While lowland urbanites swelter for month after month, summer on the tundra may last for just the two months of July and August. Temperatures can fall below freezing even then, and the wind can be very drying. Plants that live in such places live on the edge, with their toughness enabling them to eke out an existence in the poor acidic soils.
In this environment, plants tend to be small, ground-hugging, mysteriously able to survive repeated freezing and thawing, and able to cram their entire lives into the brief warmth of summer.
True tundra (a word derived from the Finnish tunturia, meaning “a barren area”) spreads across the northernmost parts of the Eurasian and North American land masses. It is the treeless zone that is draped like a thin, frigid blanket around the North Pole.
This region of the Earth is surprisingly desertlike, with most of the little annual precipitation it receives falling as snow. The melting snow in spring and early summer forms temporary pools and marshes, since only the surface soils thaw and below that the permanently frozen layer prevents drainage. Upstanding trees cannot grow on the tundra because the permafrost, which is not far beneath the surface, prevents them from putting down deep roots. It’s not surprising, therefore, that the characteristic vegetation is comprised of shallow-rooted, creeping plants that present little stature to the wind.
Although the tundra is blessed with 24 hours of daylight during the summer, the winter is dark and seems endless. As a result, the growing season may last no more than 60 days, and around the larger snow patches in the mountains of Hokkaido the summer is hardly longer.
Although there may be no tall trees on either the tundra or in the Japanese alpine zone, similar tree species, such as dwarf willows and birches, survive in both regions by adopting an unobtrusive growth form — they creep along the surface, forming a forest canopy that may be no more than 10-cm high.
Whereas in tropical forests the canopy towers as much as 40 meters above the ground, on the tundra, or up in the alpine zone, it’s quite possible to walk across the top of the “forest” canopy without even noticing it.
One Holarctic plant well-adapted to the harsh conditions found on poor soils in cold regions is the ledum. Going by a host of names — from Duke of Argyll’s tea tree to Iso-tsutsuji — the Ledum palustre of Japan is a member of the Ericaceae, or heath family of plants. It’s a shrubby plant, a low evergreen species that attains no more than a meter in height even under ideal conditions. Its narrow, elongated leaves are rather leathery, and are a shiny dark green above and cinnamon brown and hairy underneath, with curled-down edges. Its flowers are delicately attractive, forming foamy white umbel-like clusters on slender stalks from as early as May, and I have found many still flowering at higher altitudes well into July. I have heard that when walking among ledum bushes one can smell a sweet, spicy aroma — perhaps I walk too gently among them, for I have not noticed the scent myself.
However, despite being widely known as Labrador tea, Iso-tsutsuji is not related to other plants we know by the name of tea.
This plant is at home in Alaska and Greenland and from Canada south to New England and Oregon, as well as in northern Europe, across Siberia and in Japan, too, in Honshu and Hokkaido. It grows in cool, moist, acidic soils.
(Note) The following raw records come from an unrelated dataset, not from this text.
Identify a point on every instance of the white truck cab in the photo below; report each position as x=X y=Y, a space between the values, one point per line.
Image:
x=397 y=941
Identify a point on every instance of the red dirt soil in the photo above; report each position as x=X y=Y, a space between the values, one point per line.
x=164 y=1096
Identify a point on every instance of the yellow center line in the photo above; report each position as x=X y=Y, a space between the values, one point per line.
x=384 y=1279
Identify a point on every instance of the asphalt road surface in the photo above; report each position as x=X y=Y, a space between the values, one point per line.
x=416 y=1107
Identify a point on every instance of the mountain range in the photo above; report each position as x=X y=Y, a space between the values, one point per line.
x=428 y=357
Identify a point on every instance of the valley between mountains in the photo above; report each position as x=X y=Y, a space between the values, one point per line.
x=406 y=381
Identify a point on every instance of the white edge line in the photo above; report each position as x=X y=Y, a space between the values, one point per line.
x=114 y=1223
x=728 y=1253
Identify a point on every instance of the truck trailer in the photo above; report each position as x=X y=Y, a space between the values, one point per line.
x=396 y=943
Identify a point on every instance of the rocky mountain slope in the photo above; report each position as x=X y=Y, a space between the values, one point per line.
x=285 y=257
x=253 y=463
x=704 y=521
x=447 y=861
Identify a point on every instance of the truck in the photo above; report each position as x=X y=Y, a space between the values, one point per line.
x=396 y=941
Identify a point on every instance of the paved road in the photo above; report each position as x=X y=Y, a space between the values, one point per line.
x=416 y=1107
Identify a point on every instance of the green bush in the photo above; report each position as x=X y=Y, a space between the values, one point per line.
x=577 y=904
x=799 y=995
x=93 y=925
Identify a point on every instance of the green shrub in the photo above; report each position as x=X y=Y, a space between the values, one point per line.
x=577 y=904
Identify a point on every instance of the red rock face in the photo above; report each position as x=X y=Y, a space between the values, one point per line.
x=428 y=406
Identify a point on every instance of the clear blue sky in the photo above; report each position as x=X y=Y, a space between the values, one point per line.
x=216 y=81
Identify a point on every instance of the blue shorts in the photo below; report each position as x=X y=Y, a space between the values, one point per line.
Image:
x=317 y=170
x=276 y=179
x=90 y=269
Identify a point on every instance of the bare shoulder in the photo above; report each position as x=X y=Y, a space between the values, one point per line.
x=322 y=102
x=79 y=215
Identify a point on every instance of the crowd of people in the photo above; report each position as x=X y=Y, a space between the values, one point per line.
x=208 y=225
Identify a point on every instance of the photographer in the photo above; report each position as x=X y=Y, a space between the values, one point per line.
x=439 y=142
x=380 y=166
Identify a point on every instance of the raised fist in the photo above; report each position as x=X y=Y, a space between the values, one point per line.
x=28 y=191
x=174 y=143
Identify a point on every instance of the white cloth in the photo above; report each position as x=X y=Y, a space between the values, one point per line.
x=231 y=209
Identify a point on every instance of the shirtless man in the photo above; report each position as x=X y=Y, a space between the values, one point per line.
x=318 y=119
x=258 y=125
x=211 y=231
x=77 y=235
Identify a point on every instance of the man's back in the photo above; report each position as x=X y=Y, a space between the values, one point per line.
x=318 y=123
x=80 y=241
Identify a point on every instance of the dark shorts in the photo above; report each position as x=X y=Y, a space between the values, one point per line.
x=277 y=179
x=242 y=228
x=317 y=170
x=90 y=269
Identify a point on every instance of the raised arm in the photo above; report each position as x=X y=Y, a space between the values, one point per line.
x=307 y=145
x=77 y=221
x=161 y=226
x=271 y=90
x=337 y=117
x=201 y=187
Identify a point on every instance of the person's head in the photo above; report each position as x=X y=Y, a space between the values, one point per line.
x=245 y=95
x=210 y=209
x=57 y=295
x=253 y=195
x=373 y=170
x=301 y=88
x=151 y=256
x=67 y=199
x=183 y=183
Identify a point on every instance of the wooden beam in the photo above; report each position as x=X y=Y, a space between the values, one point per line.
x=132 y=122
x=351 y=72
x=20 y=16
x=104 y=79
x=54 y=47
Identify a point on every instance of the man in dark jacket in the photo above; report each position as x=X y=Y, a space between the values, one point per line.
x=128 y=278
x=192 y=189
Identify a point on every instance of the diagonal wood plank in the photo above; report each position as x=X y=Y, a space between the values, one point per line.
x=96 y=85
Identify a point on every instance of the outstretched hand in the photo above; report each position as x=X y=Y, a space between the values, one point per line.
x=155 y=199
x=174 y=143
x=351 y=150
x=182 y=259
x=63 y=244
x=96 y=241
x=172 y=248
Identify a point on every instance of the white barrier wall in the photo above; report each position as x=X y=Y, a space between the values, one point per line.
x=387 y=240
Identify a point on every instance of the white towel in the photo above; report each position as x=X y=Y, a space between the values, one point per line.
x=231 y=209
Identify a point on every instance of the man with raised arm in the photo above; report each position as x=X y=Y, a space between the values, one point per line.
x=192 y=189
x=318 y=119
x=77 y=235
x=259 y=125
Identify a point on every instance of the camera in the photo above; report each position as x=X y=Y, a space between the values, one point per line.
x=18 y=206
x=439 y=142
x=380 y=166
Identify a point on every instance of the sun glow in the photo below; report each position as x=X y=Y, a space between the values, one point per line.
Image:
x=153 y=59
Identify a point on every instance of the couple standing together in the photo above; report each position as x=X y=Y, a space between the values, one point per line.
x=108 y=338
Sometimes in shady forested areas it is abundant, forming raised carpets of frothy flowers. While being at home in wet areas, it is also surprisingly capable of surviving fires by regenerating quickly from its rhizomes. As such, it is typically one of the first plants to recolonize burned bogs.
In addition, in its continental range it forms the browse of large mammals such as moose and caribou, and its strongly aromatic leaves are rich in vitamin C. Here in Japan, though, I have never seen signs of it being eaten, not even by deer.
This attractive plant has important healing properties and can be used externally and internally. Externally, it can apparently treat various skin conditions; taken internally, it helps stimulate the nerves and the stomach. Syrup made from the plant can also be used to ease coughs and throat complaints, but the plant is better known for the palatable herbal tea with a spicy fragrance that can be made from its leaves (hence the name). The leaves can also be added to black tea to give it flavor, or mixed with willow-leaf tea for a potently medicinal mix.
Tundra plants, including the Labrador tea, are now known to be able to get a jump start on summer by beginning photosynthesis beneath the snow before it has fully melted away. In late spring and early summer, these plants are safe beneath the protective layer of snow but still receive sufficient light to operate at up to 20 percent of summer efficiency. It seems more than likely that alpine plants do the same here in Japan, as snow patches linger in the mountains throughout July. As they melt, however, plants emerge that are already deep green, and they must rush to benefit from the brief summer.